Yang Yang, Chen Mengqi, Liu Congrui, Vihinen Mauno
Computing Science and Artificial Intelligence College, Suzhou City University, Suzhou 215004, China.
School of Computer Science and Technology, Soochow University, Suzhou 215006, China.
Int J Mol Sci. 2025 Jun 11;26(12):5604. doi: 10.3390/ijms26125604.

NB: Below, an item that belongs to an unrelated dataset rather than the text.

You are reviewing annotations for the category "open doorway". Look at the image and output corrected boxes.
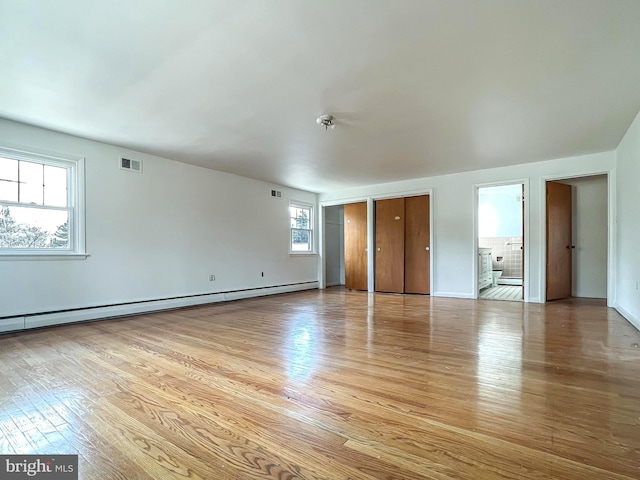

When globular proteins fold into their characteristic three-dimensional structures, some amino acids are located on the surface, while others are situated in the protein core, where they cannot interact with molecules in the environment. Predicting the degree of solubility of amino acids provides insight into the function and relevance of residues. Residue accessibility is crucial for several protein functions, including enzymatic activity, allostery, multimer formation, binding to other molecules, and immunogenicity. We developed a novel sequence-based predictor for amino acid accessibility with features derived from three-dimensional protein structures. Several machine learning algorithms were tested, and the long short-term memory (LSTM) deep learning method demonstrated the best performance; thus, it was utilized to develop the freely available SolAcc tool. It showed superior performance compared to state-of-the-art predictors in a blind test.
当球状蛋白质折叠成其特有的三维结构时,一些氨基酸位于表面,而另一些则位于蛋白质核心,在那里它们无法与环境中的分子相互作用。预测氨基酸的溶解度程度有助于深入了解残基的功能和相关性。残基可及性对于多种蛋白质功能至关重要,包括酶活性、别构效应、多聚体形成、与其他分子的结合以及免疫原性。我们开发了一种基于序列的新型氨基酸可及性预测器,其特征源自三维蛋白质结构。测试了几种机器学习算法,长短期记忆(LSTM)深度学习方法表现最佳;因此,利用该方法开发了免费可用的SolAcc工具。在盲测中,它比现有最佳预测器表现更优。